Ma la contessa allontanò la figlia e si avvicinò al conte.
« Mon cher, dai tu gli ordini necessari…Io di queste cose non mi intendo…» disse abbassando gli occhi con aria colpevole.
«I pulcini… i pulcini insegnano alla chioccia…» esclamò il conte piangendo di gioia e abbracciò la moglie, che fu contenta di nascondere sul petto di lui il viso vergognoso.
«Papà, mammina! Si può dare l’ordine? Si può?…» domandava Nataša. «Potremo ugualmente prendere le cose indispensabili…» aggiunse.
Il conte le fece un cenno d’assenso con il capo e Nataša, con quel passo agile e lesto con cui giocava a rincorrersi, attraversò di corsa il salone fino in anticamera, e poi giù per le scale fino in cortile.
I domestici si raccolsero intorno a Nataša e non riuscirono a credere allo strano ordine che impartiva finché il conte in persona non confermò, a nome di sua moglie, l’ordine di utilizzare tutti i carri per i feriti e di trasportare i bauli nei magazzini. Quando ebbero capito l’ordine, i domestici si accinsero ad eseguirlo con gioia febbrile. L’ordine, adesso, non solo non sembrava più tanto strano ai domestici, ma, al contrario, pensavano che non potesse essere altrimenti, proprio come un quarto d’ora prima nessuno trovava niente di strano nell’abbandonare lì i feriti e nel portare via la roba, e sembrava che non si potesse fare diversamente.
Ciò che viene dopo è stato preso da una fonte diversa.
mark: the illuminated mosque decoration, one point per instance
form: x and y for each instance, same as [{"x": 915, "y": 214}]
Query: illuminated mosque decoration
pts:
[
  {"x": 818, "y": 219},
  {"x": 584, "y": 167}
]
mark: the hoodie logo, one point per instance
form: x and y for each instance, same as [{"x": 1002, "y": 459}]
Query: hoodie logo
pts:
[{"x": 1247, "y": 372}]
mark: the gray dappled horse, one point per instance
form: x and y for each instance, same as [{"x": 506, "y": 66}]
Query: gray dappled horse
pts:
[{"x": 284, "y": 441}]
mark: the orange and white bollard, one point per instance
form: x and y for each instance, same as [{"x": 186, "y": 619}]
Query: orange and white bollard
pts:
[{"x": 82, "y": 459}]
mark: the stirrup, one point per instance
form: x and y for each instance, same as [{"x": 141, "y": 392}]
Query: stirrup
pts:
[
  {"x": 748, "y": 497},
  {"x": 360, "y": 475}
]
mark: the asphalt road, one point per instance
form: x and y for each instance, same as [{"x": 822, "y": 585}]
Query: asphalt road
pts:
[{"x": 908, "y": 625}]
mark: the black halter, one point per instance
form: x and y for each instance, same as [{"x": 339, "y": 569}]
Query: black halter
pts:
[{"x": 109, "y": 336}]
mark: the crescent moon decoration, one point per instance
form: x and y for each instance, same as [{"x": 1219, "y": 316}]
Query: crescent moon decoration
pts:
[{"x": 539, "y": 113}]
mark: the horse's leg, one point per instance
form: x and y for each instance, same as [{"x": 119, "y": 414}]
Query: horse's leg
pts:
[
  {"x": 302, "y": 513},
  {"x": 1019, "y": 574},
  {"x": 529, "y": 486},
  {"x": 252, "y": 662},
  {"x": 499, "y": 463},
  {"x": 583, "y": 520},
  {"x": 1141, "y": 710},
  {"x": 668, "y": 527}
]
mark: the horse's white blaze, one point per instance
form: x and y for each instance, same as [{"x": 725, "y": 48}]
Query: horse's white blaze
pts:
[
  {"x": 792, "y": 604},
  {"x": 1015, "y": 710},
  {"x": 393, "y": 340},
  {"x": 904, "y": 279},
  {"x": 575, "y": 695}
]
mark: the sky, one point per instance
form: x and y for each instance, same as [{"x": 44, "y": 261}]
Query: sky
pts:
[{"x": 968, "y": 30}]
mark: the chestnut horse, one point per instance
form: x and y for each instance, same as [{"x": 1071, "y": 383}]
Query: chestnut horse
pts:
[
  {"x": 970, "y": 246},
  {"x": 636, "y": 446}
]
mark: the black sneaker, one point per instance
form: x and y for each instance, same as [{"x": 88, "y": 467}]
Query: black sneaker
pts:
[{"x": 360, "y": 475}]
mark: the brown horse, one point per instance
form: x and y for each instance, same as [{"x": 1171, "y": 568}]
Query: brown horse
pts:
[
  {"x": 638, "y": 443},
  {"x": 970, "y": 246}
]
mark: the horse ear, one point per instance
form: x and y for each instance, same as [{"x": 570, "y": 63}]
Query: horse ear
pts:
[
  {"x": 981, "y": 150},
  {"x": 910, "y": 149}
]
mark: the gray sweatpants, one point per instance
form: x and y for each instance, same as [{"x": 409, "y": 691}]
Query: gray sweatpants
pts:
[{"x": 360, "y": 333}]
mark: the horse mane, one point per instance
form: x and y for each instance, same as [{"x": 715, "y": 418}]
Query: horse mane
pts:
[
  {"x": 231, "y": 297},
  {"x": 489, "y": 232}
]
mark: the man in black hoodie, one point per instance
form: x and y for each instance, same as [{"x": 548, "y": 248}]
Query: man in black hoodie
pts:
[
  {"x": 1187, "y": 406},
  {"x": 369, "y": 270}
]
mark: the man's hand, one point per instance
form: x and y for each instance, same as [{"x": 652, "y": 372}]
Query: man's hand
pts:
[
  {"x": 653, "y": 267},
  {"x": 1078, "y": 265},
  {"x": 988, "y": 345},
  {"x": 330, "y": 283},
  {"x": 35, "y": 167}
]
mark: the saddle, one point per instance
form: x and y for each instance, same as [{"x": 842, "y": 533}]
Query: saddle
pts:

Tutta la servitù, come per scontare di non averlo fatto prima, si dedicò con ardente premura al nuovo lavoro di sistemazione dei feriti. Nella case vicine si sparse la voce che c’erano dei carri disponibili e i feriti che vi si trovavano cominciarono ad affluire nel cortile dei Rostov. Molti feriti chiedevano che non si scaricasse la roba e che li lasciassero, soltanto, mettersi su in cima. Ma, una volta cominciato, lo scarico dei carri non poteva più essere interrotto. Lasciare tutta la roba o soltanto la metà era lo stesso. Nel cortile adesso stavano sparpagliate le casse abbandonate di stoviglie, bronzi, quadri, specchi, che la notte prima erano state imballate con tanta cura, e tutti continuavano a cercare e a trovare il modo di togliere questo o quest’altro e di cedere altri carri.
«Se ne possono prendere ancora quattro,» disse l’amministratore, «io darò il mio carro, altrimenti questi dove li mettiamo?»
«Ma date anche la mia vettura-guardaroba,» disse la contessa. «Dunjaša verrà nella mia carrozza.»
Cedettero anche la vettura-guardaroba che fu mandata a prendere i feriti due case più in là. Tutti i familiari e i domestici erano in preda ad una gaia eccitazione. Nataša era in uno stato d’animazione entusiastica e felice, come da tempo non provava.
«Dove lo leghiamo questo?» dicevano i domestici collocando un baule sullo stretto portabagagli di una carrozza, «bisognerebbe tenersi almeno un carro.»
«Ma che cosa c’è dentro?» domandò Nataša.
«I libri del conte.»
«Lasciatelo. Ci penserà Vasiliè a riporlo. Non sono necessari.»
Il calesse era pieno di gente; ci si chiedeva dove far accomodare Pëtr Il’iè.
«Andrà a cassetta. Tu monti a cassetta, non è vero, Petja?» gridò Nataša.
Anche Sonja si affaccendava di qua e di là senza un momento di riposo, ma lo scopo del suo tramenìo era opposto a quello di Nataša: metteva via la roba che doveva restare, ne prendeva nota, per desiderio della contessa, e s’ingegnava di portarne dietro il più possibile.